I've finished reading Mordant's Need just in time to start on the first book I got for Christmas, a roleplaying game called Solipsist. (Why do I always want to misspell that the way I mispronounce it, Solopsist?)
It's a slim little volume of 96 half-sized pages, but the game it describes is rather hard to wrap my mind around. My worry is that it'll be yet another game I never get to play, both because I don't know if my group will be interested, and because I don't know how to convey it to them: it's hard to sum up. And I don't see any way to get players ready to play other than having them read the book too; it'd be hard to boil down the idea to "just what players need to know" that would be shorter than the whole book. So if I have trouble getting them to decide they like it, I have even more trouble if they have to read 50 pages to start playing. (Not to mention that I don't have five copies of the book to spare, and there's no "player version", only a preview.)
The best thing I can think of to describe the game is this. You know how some games have a very limited, and often "tacked on", method of letting the players take over the job of narrator and decide what happens? For instance, spending "fate points" to cause odd coincidences, or decide something happens, or just change what just happened to their characters? In Solipsist, that is the game. It's the central, in fact the only, mechanic.

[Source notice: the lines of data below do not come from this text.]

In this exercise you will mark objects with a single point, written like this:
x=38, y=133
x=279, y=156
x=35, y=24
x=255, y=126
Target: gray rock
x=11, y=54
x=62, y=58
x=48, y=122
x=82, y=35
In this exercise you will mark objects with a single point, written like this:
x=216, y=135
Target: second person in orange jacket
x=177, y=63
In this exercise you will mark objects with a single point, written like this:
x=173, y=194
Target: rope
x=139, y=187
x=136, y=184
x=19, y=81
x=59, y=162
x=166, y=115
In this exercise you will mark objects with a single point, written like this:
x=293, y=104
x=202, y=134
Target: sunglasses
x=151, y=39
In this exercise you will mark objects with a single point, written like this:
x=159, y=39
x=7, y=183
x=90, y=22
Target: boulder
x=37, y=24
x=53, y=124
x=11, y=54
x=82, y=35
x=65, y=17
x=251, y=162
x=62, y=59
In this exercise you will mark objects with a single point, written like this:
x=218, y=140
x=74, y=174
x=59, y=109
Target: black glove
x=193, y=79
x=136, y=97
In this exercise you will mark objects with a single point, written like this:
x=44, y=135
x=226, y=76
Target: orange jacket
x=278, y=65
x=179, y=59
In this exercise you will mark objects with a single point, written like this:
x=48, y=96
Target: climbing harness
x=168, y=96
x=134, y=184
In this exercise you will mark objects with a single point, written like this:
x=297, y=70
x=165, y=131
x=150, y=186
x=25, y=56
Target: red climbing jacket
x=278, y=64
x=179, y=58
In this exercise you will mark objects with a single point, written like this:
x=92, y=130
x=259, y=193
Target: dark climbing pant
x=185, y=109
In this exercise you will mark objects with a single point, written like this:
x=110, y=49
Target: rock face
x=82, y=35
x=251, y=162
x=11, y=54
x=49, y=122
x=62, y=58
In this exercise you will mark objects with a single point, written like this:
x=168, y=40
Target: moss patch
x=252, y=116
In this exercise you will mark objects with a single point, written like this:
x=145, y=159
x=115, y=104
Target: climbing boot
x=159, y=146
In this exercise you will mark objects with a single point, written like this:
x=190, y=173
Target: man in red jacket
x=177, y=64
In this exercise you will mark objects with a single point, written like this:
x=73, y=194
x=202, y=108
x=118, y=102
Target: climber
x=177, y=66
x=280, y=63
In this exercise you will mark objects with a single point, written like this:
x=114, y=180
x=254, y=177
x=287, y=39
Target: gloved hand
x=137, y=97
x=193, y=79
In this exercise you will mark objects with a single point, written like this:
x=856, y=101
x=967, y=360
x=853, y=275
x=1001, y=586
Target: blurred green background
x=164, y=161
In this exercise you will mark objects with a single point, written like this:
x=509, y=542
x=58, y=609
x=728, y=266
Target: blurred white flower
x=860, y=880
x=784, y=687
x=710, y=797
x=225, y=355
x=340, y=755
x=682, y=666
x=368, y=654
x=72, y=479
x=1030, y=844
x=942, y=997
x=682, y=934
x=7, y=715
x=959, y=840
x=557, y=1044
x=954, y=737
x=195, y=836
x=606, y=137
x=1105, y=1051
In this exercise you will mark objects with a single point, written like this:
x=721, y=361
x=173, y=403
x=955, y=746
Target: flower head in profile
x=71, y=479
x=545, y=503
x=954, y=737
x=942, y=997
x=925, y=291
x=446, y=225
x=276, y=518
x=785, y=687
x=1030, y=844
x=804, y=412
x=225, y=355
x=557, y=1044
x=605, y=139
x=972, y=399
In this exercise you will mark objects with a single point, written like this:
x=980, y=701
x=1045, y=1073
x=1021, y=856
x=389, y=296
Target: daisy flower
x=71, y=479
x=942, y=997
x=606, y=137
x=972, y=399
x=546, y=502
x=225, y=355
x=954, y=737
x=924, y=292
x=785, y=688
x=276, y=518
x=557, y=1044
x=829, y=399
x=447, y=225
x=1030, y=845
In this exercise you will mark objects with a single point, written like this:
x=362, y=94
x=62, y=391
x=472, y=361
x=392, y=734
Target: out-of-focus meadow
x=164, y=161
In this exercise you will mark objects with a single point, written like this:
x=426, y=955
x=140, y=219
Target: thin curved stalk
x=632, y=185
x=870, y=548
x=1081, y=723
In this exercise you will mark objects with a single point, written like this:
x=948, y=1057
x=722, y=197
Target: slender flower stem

The premise is that reality is essentially a shared consensual illusion made manifest. The world around you is literally shaped by the will of you and other people near you. But the vast majority of us have very weak wills that are shaped by consensus and can't make small individual changes. We only contribute to large-scale ones; for instance, if people start believing there are terrorists everywhere, pretty soon, there are terrorists everywhere, but if you start believing there's a terrorist in the pantry, you individually probably can't make that happen. You're limited by your weak will and the consensus of everyone else around you.
Some people have a very strong will, however, and can shape reality. Most of those, however, promptly tear themselves out of our reality into a world of their own devising. All we see is a madman in an institution, left behind because our consensus reality requires that people don't just vanish, so we create a madman to replace the now-departed Solipsist.
A small handful of people are poised in balance between these. They have a strong enough will to Change Reality, but they are also Grounded by their own Limitations and Obsessions, things that keep them from Ascending to their own world because they are still connected to this one. So they can stay in it, but they can also have an impact on it. Every time they change reality, though, this can strengthen their obsessions and limitations, possibly draw them closer to ascending. (There's more, but I'm trying to be brief.)
This is not a game where you have one or several scores you want to increase. Everything that makes you able to do more stuff in one way drags against you in another. There's actually a mechanic that handles your character between adventures losing some of what they gained in the previous adventure, so he doesn't Ascend too soon.
As I read through this, I'm finding it still a bit slippery. I'm not sure what, as a GM, I would set up for the characters to do. The mechanic, simple as it is, has enough unfamiliar moving parts that I'd have to go through it the first few times step by step.